STANFORD, Calif. – The day David Shaw became Stanford’s head coach almost two years ago, he said he never wanted to interview for another football job again.
He walked out of his first news conference and up to his new office, where he spent about 90 minutes reflecting with his father, Willie Shaw, who had lost out on the same position to Bill Walsh two decades prior.
“There was a tear or two shed in there,” Willie Shaw said.
At the rate his son is going, job security no longer seems to be an issue. Instead, Shaw will likely have suitors calling from all over soon – though he still insists he’s not going anywhere.
The former Cardinal wide receiver and assistant has not only kept his alma mater a national power, he has started to build his own legacy on The Farm. Shaw won the Pac-12 Conference Coach of the Year award for the second straight season Monday, becoming only the fifth coach in league history to take home the honor in consecutive years.
Shaw also has a chance to do something even his more prominent predecessor, Jim Harbaugh, never could: win the league title and secure a Rose Bowl berth when eighth-ranked Stanford (10-2, 8-1) hosts No. 17 UCLA (9-3, 6-3) in the league championship game Friday.
“Very seldom do you get to see somebody live their dream, whether they’re your son or not,” Willie Shaw said. “He’s living that dream.”
While Harbaugh turned Stanford into a surprising contender, Shaw’s steady hand has kept the program going strong since the San Francisco 49ers hired Harbaugh in January 2011.
Shaw led the Cardinal to an 11-1 record before a 41-38 overtime loss to Oklahoma State in last season’s Fiesta Bowl. This year has perhaps been even more impressive: Shaw helped Stanford overcome the departure of No. 1 overall draft pick Andrew Luck, seamlessly made a midseason quarterback change from Josh Nunes to redshirt freshman Kevin Hogan and overtook Oregon to win the league’s North Division crown.

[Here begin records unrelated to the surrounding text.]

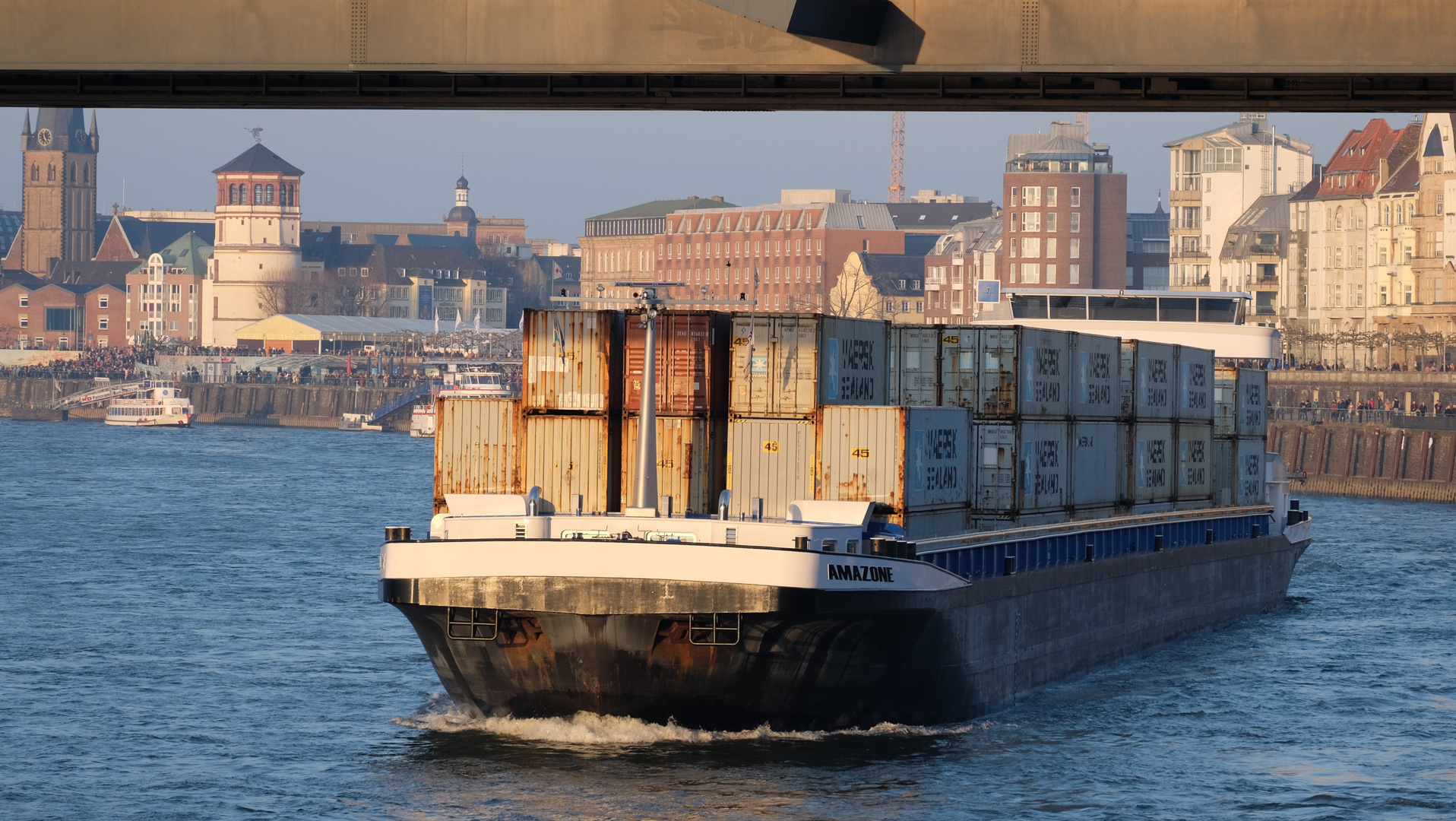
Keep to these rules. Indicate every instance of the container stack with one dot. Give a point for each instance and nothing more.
(783, 370)
(692, 408)
(1239, 423)
(570, 426)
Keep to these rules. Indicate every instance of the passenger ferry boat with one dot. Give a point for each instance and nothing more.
(1201, 319)
(160, 408)
(823, 617)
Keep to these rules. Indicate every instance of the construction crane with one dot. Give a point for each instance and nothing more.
(897, 157)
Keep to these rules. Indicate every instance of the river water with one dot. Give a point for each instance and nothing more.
(191, 631)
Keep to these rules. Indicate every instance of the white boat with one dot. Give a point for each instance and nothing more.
(162, 408)
(357, 423)
(423, 421)
(1201, 319)
(475, 380)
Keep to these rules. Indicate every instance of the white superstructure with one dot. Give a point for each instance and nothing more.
(1213, 321)
(162, 407)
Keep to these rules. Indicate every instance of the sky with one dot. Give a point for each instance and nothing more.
(555, 170)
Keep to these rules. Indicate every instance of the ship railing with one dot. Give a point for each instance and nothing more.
(1005, 552)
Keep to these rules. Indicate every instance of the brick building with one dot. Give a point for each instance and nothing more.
(624, 243)
(787, 255)
(1065, 223)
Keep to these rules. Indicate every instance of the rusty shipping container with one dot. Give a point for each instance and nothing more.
(774, 461)
(787, 366)
(1147, 380)
(571, 455)
(1021, 373)
(691, 461)
(1195, 383)
(475, 447)
(1095, 361)
(572, 360)
(692, 363)
(960, 353)
(904, 459)
(1241, 402)
(915, 353)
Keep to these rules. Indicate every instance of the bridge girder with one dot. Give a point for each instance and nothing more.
(689, 54)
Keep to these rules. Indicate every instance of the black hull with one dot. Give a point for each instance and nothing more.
(815, 660)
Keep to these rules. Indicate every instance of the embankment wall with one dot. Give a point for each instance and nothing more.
(230, 404)
(1375, 461)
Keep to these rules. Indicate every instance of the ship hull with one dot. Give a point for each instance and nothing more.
(823, 660)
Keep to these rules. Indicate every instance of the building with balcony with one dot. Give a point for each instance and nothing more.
(1065, 224)
(1254, 255)
(1214, 178)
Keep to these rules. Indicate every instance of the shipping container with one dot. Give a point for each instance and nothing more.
(1022, 468)
(692, 363)
(1098, 466)
(901, 458)
(1238, 464)
(915, 361)
(1147, 380)
(960, 353)
(1152, 469)
(1095, 386)
(691, 461)
(771, 459)
(785, 366)
(1195, 461)
(1241, 402)
(1195, 383)
(1024, 372)
(475, 447)
(571, 359)
(572, 455)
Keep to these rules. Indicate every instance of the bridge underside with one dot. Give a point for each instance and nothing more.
(730, 90)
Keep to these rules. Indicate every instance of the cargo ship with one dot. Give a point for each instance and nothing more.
(802, 547)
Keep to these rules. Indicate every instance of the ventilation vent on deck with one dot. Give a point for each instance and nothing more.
(714, 628)
(478, 623)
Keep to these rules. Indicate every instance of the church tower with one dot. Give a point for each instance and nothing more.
(57, 192)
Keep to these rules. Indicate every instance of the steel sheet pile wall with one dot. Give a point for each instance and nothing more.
(1239, 423)
(915, 364)
(571, 408)
(475, 447)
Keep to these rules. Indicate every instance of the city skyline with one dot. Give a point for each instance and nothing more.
(555, 170)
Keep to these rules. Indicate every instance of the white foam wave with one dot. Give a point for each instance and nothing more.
(586, 728)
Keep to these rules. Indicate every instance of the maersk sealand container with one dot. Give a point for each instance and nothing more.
(1095, 388)
(1147, 380)
(787, 366)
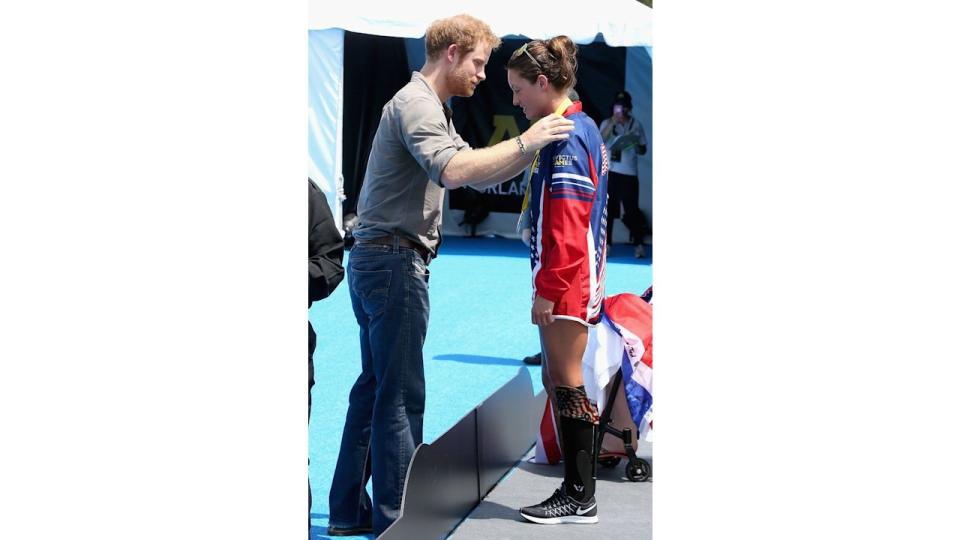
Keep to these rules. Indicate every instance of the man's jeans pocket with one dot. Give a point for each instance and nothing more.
(373, 287)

Shaw’s coaching background has been well documented: he was an assistant in the NFL for Philadelphia, Oakland and Baltimore before joining Harbaugh as an assistant at the University of San Diego. He joined Harbaugh at Stanford in 2007 and coached receivers and running backs while also serving as offensive coordinator for four years.
Shaw often credits coaching mentors Jon Gruden, Brian Billick, Ray Rhodes, Dennis Green, Tyrone Willingham, Harbaugh and Walsh, among others. Nobody, though, has had a greater impact on his life and career than his father, a retired NFL and college assistant who had two stints as a Stanford position coach and was a finalist for the Cardinal head coaching job in 1992 before Walsh returned at the last minute.
Watching his son take hold of the Stanford program the last two years – and often helping out as a keen observer during practices – has only made it more special since that first conversation in the head coach’s office, when Willie Shaw remembers how the two talked about “his goals, his dreams, how he has become an extension of my dreams and taking it a step further.”
“At Stanford,” Willie Shaw said, “he’s at home.”
• Southern California wide receiver Marqise Lee was named the Pac-12’s Offensive Player of the Year and Arizona State defensive tackle Will Sutton the Defensive Player of the Year. Oregon quarterback Marcus Mariota took home Offensive Freshman of the Year honors and Trojans freshman defensive end Leonard Williams won on the defensive side.
Lee set conference records with 112 receptions for 1,680 yards to go with 14 touchdowns. Sutton led the Pac-12 with 1.82 tackles for loss per game and also registered 10 1/2 sacks.